The root of the problem lies in how the Valuation Office Agency assesses holiday let eligibility over a rolling three-year period—penalising owners retrospectively for years before the rule change.
Although refunds are technically available for post-2023 compliance, the system is plagued by backlogs. “I know of claims submitted last July still waiting,” Nicky said. “Some owners are ignoring the issue, but the debt is only growing.”
The property glut caused by second homeowners trying to exit the market is further depressing prices. In Gwynedd, a key contributing factor is the implementation of Article 4—a planning restriction that requires change-of-use permission for converting properties into second homes or holiday lets. The Eryri National Park will enforce a similar measure from 1 June.
Balancing Tourism with Housing Needs
Supporters of the new policies argue they’re necessary to make housing more accessible to locals. According to Cyngor Gwynedd, 65% of local residents are priced out of the market. The council plans to build 700 new homes, including 361 affordable units, and is campaigning for greater control over Airbnb conversions.
Yet critics claim the government is overcorrecting.
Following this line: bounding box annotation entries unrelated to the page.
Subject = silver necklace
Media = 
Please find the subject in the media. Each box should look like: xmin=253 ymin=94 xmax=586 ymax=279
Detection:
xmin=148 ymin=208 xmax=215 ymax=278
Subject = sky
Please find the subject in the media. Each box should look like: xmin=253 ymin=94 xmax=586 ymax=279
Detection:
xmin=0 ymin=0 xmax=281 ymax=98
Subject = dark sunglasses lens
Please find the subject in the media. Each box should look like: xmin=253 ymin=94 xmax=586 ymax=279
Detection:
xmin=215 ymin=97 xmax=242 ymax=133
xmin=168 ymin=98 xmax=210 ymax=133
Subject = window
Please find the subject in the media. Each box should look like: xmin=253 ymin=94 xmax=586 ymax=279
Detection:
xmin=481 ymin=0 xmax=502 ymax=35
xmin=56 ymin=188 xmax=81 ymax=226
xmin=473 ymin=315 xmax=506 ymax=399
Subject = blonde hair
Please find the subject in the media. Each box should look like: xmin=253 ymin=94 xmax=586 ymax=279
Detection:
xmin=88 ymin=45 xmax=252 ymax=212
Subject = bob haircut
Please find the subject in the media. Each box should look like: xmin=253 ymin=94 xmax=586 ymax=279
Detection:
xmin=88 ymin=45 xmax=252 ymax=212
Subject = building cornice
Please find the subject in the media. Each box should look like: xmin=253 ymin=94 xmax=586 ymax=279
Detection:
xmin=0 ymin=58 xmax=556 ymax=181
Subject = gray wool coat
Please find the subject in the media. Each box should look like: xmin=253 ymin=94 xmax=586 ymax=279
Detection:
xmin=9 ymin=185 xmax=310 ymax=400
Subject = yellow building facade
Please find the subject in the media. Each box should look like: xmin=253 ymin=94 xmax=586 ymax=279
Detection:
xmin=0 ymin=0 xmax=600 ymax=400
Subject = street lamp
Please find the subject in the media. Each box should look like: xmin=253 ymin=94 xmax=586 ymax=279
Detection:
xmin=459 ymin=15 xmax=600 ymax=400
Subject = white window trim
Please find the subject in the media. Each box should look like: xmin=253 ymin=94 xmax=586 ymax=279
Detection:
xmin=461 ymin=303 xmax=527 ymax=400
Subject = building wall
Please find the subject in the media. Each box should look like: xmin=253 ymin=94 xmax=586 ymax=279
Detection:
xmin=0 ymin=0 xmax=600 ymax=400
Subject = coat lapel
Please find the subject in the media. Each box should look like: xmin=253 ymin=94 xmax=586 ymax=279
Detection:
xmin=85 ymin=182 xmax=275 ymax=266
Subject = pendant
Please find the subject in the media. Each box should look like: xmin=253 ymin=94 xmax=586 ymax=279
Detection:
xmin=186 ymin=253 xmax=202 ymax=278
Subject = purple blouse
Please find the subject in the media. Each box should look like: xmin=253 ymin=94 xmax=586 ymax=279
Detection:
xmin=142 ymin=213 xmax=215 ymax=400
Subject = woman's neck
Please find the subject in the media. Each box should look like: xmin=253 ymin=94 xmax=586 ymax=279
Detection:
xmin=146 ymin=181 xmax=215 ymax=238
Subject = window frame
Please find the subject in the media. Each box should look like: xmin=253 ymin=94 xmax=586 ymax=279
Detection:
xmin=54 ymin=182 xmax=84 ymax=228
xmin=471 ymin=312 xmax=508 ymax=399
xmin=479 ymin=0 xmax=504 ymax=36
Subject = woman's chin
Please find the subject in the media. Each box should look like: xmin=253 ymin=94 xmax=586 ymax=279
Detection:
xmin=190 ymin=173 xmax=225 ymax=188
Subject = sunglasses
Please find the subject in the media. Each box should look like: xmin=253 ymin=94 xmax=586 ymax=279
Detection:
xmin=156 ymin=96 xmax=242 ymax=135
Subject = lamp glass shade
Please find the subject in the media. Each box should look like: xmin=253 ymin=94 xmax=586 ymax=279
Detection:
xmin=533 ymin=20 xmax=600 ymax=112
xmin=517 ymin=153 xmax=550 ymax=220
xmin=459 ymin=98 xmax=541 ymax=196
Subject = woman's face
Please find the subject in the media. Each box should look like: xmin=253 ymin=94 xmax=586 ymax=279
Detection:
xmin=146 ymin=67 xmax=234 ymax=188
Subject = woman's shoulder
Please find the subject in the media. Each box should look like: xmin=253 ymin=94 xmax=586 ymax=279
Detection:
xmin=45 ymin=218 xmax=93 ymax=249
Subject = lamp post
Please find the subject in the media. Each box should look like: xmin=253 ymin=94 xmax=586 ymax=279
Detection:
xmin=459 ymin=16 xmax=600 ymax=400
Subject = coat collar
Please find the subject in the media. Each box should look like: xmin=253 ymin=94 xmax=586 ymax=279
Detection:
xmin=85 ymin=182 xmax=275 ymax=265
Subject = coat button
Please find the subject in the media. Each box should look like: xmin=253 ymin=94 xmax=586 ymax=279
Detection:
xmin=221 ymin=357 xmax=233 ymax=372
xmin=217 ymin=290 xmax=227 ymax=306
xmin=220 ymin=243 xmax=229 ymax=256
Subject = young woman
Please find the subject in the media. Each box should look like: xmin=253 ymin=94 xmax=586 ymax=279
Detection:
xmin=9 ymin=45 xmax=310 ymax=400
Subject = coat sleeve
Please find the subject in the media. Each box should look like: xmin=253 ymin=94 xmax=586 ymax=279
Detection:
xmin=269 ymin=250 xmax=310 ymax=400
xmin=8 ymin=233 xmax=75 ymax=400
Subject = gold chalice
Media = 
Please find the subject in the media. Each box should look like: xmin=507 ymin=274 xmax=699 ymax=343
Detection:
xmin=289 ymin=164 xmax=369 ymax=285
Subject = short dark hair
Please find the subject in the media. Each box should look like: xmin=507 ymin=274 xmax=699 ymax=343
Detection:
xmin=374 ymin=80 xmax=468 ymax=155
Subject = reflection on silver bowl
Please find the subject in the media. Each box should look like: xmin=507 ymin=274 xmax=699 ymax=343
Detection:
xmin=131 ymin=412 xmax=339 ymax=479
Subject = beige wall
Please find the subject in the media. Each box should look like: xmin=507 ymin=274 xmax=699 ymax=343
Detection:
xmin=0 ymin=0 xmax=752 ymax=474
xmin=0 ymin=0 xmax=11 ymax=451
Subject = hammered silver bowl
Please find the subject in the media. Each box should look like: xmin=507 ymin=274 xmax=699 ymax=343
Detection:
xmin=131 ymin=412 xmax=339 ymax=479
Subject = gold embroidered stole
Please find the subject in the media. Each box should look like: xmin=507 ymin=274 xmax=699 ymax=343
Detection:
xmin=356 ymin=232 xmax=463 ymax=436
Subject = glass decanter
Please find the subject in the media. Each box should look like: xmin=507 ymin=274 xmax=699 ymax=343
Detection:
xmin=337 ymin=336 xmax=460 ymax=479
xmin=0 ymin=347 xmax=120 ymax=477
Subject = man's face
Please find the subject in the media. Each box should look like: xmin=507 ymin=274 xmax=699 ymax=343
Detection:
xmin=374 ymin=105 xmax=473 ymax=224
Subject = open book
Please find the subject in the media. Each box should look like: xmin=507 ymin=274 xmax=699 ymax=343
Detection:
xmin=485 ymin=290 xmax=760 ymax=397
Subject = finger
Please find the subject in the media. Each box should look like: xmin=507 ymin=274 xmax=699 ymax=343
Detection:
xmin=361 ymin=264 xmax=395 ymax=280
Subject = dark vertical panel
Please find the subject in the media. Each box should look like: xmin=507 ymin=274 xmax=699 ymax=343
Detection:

In Pembrokeshire, where second home council tax premiums reached 200%, house prices fell by 8.9% in 2024. The premium was recently lowered to 150% amid fears the local market was stalling entirely.
Even with reduced prices, selling remains difficult. “I’ve been trying to sell for a year,” one frustrated homeowner in Gwynedd wrote online. “Estate agents just want you to keep dropping the price. I’m in the red compared to what I paid.”
The broader Welsh housing market is showing signs of strain. In the last quarter of 2024, just 760 new homes were started—down 59% from the previous year, and the second lowest figure in a decade. Some critics now accuse the Welsh Government of creating a “self-inflicted” housing crisis.
Alan’s Dilemma
Back in Llanbedrog, Alan is exploring drastic options. He’s considering decommissioning his cottages by removing kitchens and bathrooms, converting them into office rentals to avoid the punitive council tax. “The business would be totally unviable if I had to pay full council tax on all five properties,” he said. “My costs would jump from £9,000 to £44,000 a year.”
He’s also frustrated by perceived inconsistencies in regulation. “Caravan parks and glamping sites don’t face the same rules,” he noted. “Why should we pay council tax and they don’t?”
Despite his frustrations, Alan remains reluctant to sell. “I’ve reinvested everything I’ve earned back into these cottages, using local tradespeople. We bring in visitors, charge fair prices, and support the community. Yet we’re being punished, and it feels like we’re no longer welcome.”
Like many, Alan is stuck between wanting to stay and being unable to continue. “We’re not big investors or speculators,” he said. “We’re just families trying to make a living in a place we love.”